Don’t trust your hardwire unless it’s yours

A few days ago a friend called with help setting up secure wireless networking.  He had just moved into a new house that he bought (it’s actually about 120 years old, but new to him).

A previous owner had CAT-5 Ethernet cable run throughout the house.  Convenient!

So we went through adding all the usual security, including MAC address filtering – which basically means only specified hardware can connect to the Internet.

But we kept finding a MAC address on the hardwired side of the network that we couldn’t identify.  Finally I had my friend unplug everything from the wired Ethernet except the router – and there was STILL another device on the network.

Since this friend works in a security sensitive area (no, he didn’t plan on using his WiFi for that – even if he wanted to, he couldn’t) he brought in better help than me.  Local help, even (he’s over a thousand miles away from me).

It turns out there was an  Internet Camera plugged into the wired Ethernet and placed in the air conditioning vent in the master bedroom.  It got a DHCP address from the router anytime the router was plugged into the home network.

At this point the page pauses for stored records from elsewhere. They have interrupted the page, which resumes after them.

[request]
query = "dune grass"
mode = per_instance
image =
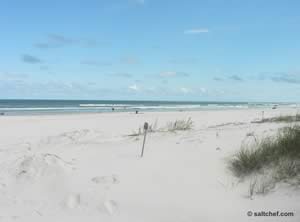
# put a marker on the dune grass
(281, 153)
(179, 125)
(287, 119)
(172, 126)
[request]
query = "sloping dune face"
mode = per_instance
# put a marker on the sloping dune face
(80, 167)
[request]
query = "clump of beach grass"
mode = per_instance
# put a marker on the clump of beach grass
(279, 155)
(153, 128)
(173, 126)
(180, 125)
(286, 119)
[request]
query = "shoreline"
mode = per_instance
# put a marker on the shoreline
(87, 165)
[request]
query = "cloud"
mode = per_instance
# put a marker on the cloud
(286, 78)
(123, 75)
(172, 74)
(133, 87)
(13, 77)
(139, 2)
(183, 61)
(196, 31)
(217, 79)
(54, 41)
(94, 63)
(129, 60)
(235, 78)
(31, 59)
(281, 77)
(185, 90)
(58, 40)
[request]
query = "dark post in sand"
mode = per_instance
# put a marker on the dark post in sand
(146, 126)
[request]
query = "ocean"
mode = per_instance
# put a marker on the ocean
(37, 107)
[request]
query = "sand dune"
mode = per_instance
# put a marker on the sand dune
(85, 166)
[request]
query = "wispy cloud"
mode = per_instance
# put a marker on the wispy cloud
(31, 59)
(217, 79)
(185, 90)
(196, 31)
(59, 40)
(122, 75)
(133, 87)
(94, 63)
(129, 60)
(139, 2)
(286, 78)
(54, 41)
(235, 78)
(172, 74)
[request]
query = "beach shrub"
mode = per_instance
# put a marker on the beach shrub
(177, 125)
(287, 119)
(280, 152)
(180, 125)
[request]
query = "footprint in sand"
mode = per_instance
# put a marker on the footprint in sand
(106, 180)
(73, 201)
(111, 207)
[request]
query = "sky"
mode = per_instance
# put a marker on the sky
(191, 50)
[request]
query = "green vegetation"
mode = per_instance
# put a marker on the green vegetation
(287, 119)
(280, 153)
(173, 126)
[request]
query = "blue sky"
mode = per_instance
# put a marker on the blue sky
(221, 50)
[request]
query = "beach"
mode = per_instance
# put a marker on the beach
(71, 167)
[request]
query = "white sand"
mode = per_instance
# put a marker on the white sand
(84, 167)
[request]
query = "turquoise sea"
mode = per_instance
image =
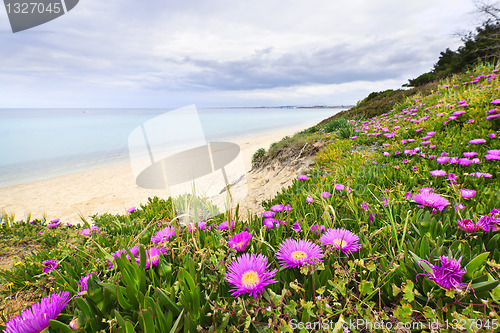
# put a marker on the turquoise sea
(43, 143)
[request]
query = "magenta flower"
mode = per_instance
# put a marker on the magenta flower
(317, 229)
(339, 187)
(165, 234)
(430, 199)
(491, 157)
(448, 274)
(269, 222)
(49, 265)
(240, 241)
(134, 250)
(442, 159)
(225, 225)
(83, 283)
(268, 213)
(53, 223)
(36, 318)
(295, 253)
(249, 274)
(466, 193)
(341, 239)
(467, 225)
(494, 152)
(278, 208)
(438, 173)
(87, 232)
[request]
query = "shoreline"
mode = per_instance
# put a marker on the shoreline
(109, 189)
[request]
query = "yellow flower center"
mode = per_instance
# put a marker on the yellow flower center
(250, 278)
(340, 243)
(299, 255)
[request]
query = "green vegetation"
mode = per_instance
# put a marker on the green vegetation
(373, 184)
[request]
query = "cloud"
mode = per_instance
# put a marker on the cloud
(201, 50)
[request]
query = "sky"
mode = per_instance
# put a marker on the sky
(223, 53)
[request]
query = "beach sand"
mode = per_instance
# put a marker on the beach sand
(111, 189)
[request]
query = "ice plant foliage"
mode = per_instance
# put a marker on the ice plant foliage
(447, 274)
(49, 266)
(240, 241)
(83, 283)
(250, 274)
(466, 193)
(341, 239)
(430, 199)
(295, 253)
(467, 225)
(36, 318)
(165, 234)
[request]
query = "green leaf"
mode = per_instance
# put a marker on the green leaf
(366, 287)
(472, 266)
(168, 302)
(425, 266)
(484, 286)
(408, 291)
(146, 321)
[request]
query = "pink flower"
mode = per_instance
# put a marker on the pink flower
(491, 157)
(467, 225)
(466, 193)
(339, 187)
(240, 241)
(464, 161)
(268, 213)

As scary as this seems, he wasn’t really in any danger of being spied on – changing ISP providers, routers, etc ensured that nobody could find this camera and access it.  But it was still an odd story.

It makes you wonder who put it there, and why.  And why they never removed it.  I’m confident there are people looking into that now – but the lesson here I guess is to NOT trust networks you haven’t wired yourself – or at least checked out. 

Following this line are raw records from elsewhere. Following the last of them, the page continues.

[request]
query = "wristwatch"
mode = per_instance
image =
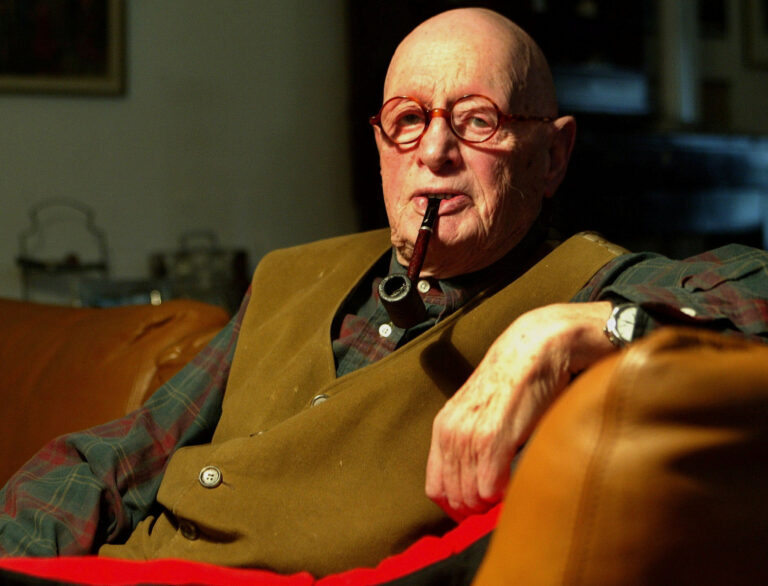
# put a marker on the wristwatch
(625, 324)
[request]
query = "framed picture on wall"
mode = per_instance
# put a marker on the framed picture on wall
(756, 32)
(62, 46)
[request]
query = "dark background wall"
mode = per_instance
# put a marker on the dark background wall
(668, 157)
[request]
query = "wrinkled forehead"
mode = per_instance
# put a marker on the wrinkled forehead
(441, 71)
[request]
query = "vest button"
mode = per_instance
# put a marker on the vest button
(317, 399)
(188, 530)
(210, 477)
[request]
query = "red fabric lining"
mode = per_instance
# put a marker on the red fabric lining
(95, 570)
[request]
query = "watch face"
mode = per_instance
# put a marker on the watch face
(625, 323)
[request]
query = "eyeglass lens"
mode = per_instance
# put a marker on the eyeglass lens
(473, 118)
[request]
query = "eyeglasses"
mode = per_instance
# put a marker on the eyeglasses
(473, 118)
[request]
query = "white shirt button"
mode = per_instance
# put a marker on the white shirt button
(188, 530)
(317, 399)
(210, 477)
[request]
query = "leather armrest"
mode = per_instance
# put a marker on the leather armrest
(650, 469)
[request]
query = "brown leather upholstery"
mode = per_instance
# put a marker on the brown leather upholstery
(651, 469)
(63, 369)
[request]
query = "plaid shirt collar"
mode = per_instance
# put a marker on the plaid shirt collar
(362, 331)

Of course this goes for business as well – a few years ago when I was managing an office relocation the new site we selected already had a ton of cable pulled (it used to be an international call center) – our corporate IT guys insisted on running their own cable – to the tune of over $45K.  Was it worth it?  Yep – all the security cameras and network connections that were in place when we moved in were shared with the business next door – but we didn’t know it.

Better safe than sorry.  Now I understand why there is so much copper in so many drop-ceilings.

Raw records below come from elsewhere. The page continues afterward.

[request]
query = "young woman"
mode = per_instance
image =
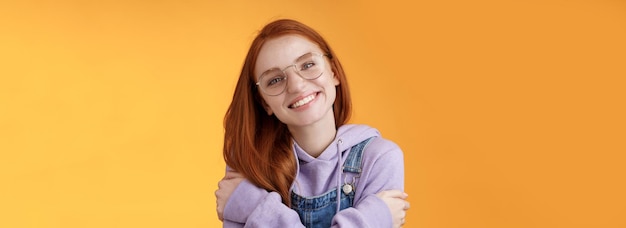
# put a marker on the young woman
(292, 159)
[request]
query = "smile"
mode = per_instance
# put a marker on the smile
(304, 101)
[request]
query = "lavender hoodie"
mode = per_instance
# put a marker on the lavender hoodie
(382, 169)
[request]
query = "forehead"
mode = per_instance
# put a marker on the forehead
(282, 51)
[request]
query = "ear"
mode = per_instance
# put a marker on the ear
(268, 110)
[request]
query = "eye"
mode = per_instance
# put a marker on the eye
(275, 80)
(307, 65)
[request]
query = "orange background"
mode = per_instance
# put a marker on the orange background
(510, 113)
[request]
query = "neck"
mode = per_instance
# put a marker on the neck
(315, 138)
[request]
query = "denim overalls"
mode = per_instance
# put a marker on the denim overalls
(318, 211)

  1. @Paul – the switch was already there – it’s an old Bay Networks switch of some type. When we were hooking up the router it was between the ISP and the switch. I’m pretty confidant there isn’t anything else on the network, but until he has every cable traced he won’t be using the wired network.

  2. @Rob, if that 24-port ‘closet’ switch is the router you referred to in ” had my friend unplug everything from the wired Ethernet “, then, for the story to make sense, there MUST be yet another switch BEHIND this router SOMEWHERE. If they haven’t found it, that house is STILL vulnerable.

  3. @Paul – by “Why” I meant, was it a spouse who suspected cheating, etc. And as for who – it could have been the people that installed the CAT-5. Who knows.

    There is a large (physically huge) 24 port switch in a closet. I haven’t heard if they’ve found anything else yet. For now he is going wireless only! 🙂

  4. Interesting story.

    “Who placed it there?” .. I would bet the previous owner or somebody he hired to do that.
    “Why?” .. In the master bedroom you said? Do I need to spell it out for ya? 😉

    Question: do you know where they eventually found the second switch/hub?